The structural violence of borders concentrates the negative impacts of borders on more vulnerable places and contains the affected people to those areas through movement restrictions at borders. (page 153)

Thus, the book argues: borders have been created, borders cause violence, and the only legitimacy that they have is that which we give them. Jones ends with three ideas and options for moving forward to a world allowing free movement of people and access to resources and opportunities. Jones argues that those in a privileged position are currently privileged in part due to their exploitation of others, and free movement as both a human and civil right is necessary. He also argues for global regulations on working conditions, which would improve job conditions around the world and create more jobs everywhere, including Europe and the US. Lastly, he argues for global environmental protections and responsibilities as well as limits on free property.

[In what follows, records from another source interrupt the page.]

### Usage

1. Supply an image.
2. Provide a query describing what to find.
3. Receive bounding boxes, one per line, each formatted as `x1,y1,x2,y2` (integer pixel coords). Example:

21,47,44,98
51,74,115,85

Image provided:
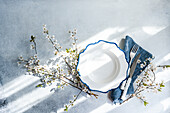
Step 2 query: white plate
77,40,128,92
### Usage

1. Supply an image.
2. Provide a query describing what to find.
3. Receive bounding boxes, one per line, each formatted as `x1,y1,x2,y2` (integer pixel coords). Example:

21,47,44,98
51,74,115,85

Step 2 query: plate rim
76,40,129,93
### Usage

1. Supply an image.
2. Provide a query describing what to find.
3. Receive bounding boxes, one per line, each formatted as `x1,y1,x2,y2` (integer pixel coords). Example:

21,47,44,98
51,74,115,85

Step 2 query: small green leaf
158,89,161,92
160,82,165,87
31,35,35,41
144,101,149,106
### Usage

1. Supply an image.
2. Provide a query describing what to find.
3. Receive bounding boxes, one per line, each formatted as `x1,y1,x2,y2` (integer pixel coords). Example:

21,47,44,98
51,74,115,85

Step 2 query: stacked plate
77,40,128,92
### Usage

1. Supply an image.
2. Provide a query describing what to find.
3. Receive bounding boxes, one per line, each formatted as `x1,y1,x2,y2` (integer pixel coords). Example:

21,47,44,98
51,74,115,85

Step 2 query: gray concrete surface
0,0,170,113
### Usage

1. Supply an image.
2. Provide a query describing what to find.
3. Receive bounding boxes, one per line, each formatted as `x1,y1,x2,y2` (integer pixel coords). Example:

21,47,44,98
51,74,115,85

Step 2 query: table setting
14,25,170,111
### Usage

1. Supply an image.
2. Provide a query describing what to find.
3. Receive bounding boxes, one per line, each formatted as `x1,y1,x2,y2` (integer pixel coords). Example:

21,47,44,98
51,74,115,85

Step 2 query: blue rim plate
77,40,128,93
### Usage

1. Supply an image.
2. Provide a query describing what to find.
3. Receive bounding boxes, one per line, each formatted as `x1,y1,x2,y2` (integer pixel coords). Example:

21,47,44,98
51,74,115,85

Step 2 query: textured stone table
0,0,170,113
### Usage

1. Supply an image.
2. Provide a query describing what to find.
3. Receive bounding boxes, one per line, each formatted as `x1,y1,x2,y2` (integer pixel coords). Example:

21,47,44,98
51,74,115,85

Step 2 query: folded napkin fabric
110,36,154,103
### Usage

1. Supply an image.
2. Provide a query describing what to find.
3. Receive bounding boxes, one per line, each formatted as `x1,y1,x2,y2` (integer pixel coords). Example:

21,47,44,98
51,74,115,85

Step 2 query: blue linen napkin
110,36,153,103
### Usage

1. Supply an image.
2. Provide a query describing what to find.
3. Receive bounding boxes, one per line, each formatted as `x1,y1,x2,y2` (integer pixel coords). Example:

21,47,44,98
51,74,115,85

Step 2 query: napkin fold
110,36,154,103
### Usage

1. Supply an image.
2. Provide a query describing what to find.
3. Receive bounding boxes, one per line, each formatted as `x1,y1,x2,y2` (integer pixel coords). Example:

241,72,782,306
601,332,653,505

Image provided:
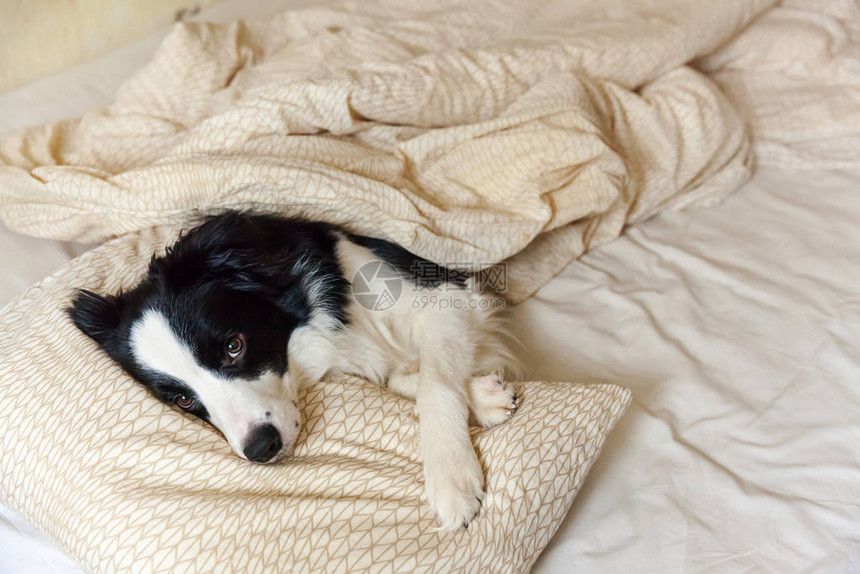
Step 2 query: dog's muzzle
242,424,284,462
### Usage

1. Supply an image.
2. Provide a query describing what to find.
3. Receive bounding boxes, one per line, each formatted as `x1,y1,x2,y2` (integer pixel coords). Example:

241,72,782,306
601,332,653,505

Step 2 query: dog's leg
469,373,518,428
387,372,421,400
416,311,484,530
388,373,519,428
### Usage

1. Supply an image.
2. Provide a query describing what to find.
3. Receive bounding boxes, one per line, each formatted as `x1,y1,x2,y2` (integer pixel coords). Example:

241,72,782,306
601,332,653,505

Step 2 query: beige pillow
0,229,630,574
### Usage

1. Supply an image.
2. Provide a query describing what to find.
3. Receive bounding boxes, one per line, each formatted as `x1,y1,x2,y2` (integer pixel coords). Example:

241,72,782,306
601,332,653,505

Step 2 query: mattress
0,2,860,574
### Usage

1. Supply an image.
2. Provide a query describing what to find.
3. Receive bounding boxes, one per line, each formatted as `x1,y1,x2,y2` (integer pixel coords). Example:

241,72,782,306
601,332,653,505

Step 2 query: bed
0,2,860,573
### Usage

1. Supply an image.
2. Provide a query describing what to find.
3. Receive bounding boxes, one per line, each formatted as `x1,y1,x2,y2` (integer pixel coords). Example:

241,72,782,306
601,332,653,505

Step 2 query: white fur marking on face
130,310,299,457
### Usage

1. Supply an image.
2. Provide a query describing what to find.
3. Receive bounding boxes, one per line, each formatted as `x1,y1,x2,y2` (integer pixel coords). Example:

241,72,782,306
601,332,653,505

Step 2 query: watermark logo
352,260,508,311
352,261,403,311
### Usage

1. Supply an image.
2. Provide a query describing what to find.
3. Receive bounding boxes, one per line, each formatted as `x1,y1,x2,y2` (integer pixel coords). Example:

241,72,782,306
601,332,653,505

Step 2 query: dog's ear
66,289,128,352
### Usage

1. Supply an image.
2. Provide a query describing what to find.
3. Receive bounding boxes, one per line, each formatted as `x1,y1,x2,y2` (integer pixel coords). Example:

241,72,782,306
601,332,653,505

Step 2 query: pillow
0,228,630,573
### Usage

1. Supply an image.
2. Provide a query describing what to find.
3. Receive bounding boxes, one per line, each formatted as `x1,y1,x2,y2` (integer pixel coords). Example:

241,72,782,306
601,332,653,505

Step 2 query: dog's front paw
424,451,484,530
470,373,517,428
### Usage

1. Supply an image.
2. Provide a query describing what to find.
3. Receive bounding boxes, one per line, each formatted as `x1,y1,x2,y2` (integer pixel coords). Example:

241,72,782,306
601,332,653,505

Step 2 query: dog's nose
242,424,284,462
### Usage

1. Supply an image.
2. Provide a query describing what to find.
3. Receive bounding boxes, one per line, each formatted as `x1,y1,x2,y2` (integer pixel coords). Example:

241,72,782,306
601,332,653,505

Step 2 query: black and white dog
68,212,517,529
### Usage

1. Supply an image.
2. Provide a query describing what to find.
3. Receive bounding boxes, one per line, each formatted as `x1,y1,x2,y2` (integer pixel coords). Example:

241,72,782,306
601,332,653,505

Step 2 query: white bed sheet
0,4,860,574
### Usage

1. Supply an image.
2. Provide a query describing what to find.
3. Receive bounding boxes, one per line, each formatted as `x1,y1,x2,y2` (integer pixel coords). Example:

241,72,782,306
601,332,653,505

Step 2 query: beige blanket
5,0,860,301
0,0,784,301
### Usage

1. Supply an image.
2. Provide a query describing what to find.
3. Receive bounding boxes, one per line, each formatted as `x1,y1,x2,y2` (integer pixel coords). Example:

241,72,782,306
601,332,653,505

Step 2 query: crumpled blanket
0,0,860,302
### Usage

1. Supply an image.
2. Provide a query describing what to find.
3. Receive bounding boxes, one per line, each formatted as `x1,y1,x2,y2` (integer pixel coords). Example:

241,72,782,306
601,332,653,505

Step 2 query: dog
67,212,518,530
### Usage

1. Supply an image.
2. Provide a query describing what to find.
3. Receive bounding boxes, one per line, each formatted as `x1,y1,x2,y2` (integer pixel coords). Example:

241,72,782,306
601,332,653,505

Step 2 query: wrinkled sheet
0,0,773,301
0,0,860,574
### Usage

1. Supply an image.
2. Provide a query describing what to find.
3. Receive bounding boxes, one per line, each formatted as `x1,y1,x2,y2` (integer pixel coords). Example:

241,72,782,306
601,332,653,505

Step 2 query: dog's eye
173,395,197,411
224,334,245,362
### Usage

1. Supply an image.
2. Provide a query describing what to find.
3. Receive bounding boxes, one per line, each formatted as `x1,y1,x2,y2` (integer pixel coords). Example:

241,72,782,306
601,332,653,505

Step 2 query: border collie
68,212,517,530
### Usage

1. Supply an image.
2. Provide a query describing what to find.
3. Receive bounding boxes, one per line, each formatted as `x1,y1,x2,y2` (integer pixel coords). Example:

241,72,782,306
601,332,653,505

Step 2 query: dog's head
68,214,342,463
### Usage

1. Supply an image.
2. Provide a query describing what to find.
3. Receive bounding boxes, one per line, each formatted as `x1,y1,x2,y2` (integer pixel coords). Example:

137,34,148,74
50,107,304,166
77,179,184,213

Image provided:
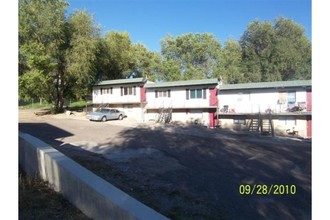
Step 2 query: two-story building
145,79,218,127
93,78,146,119
93,78,312,137
218,80,312,137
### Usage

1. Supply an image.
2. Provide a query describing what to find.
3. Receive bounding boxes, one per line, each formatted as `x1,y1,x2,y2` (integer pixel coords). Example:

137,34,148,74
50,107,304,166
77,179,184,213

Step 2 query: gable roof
94,77,146,86
219,80,312,91
145,78,218,88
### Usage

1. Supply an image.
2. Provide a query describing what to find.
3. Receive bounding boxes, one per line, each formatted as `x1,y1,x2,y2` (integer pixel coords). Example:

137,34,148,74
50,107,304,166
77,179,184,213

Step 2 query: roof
145,78,218,88
94,77,146,86
219,80,312,91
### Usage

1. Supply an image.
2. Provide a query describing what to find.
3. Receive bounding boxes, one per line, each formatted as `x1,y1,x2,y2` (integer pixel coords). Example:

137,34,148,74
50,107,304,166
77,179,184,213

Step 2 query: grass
19,170,89,220
19,100,91,109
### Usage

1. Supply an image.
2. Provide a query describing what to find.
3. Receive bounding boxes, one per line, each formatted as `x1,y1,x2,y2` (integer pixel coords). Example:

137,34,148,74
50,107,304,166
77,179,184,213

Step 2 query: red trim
209,87,218,128
306,118,312,138
140,86,147,102
306,90,312,112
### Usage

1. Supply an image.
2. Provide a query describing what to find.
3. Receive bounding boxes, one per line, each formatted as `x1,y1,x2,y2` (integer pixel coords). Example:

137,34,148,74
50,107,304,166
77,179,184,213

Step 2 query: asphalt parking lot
19,110,311,220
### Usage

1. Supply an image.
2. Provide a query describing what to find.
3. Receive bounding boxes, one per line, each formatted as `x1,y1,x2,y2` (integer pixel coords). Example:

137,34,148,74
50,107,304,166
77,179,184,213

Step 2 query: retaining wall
19,132,167,220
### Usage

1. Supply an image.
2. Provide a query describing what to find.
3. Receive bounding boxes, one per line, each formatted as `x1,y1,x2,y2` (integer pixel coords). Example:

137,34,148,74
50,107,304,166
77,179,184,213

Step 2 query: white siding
93,86,140,104
218,89,306,113
147,87,210,108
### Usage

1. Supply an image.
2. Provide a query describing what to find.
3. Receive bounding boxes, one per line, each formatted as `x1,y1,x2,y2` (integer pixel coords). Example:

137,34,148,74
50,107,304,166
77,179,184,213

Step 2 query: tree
66,10,99,99
19,0,97,112
240,17,311,82
240,21,280,82
132,44,161,81
215,39,244,84
273,17,311,80
96,32,134,80
161,33,221,80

The exclusion of others from resources and opportunity is based on the idea that the in-group should be protected no matter what, with little regard for what effect it might have on the other and without questioning why there is a distinction between “us” and “them” in the first place. Rather than hard lines around nations of people and their homelands, political borders are systems for controlling land and resources and limiting the movement of people. The “nations” they enclose are not long-term historical realities, but new political communities that developed with the emergence of states and borders. (page 168)

Overall a well-written examination of the visible and invisible violence caused by borders, and a look at how we can envision and create a more just and free world. My only complaint is the comparisons of serfdom and current global working conditions to slavery. I understand the modern-day slavery movement and the ways in which the working conditions, low wages, and lack of options are termed slavery, but it also seems disrespectful to historical slavery which was a completely different thing – forced work, being sold as chattel, no wages, no changes for escape, families being torn apart. What is termed modern-day slavery, in my opinion, should have a different name.

A recommended read and it seems like this will be a great introduction for my current reading project on borders, immigration policies, and refugees. I’m looking forward to see how these themes interact with the topics of my next reads.

*This was the ONLY one of the seven books I looked into regarding borders, immigration policy, and refugees which my library had in general circulation. Many of the others were there, but only a reference copy. Very disappointing, especially in this current political climate, as reading on this topic seems especially relevant.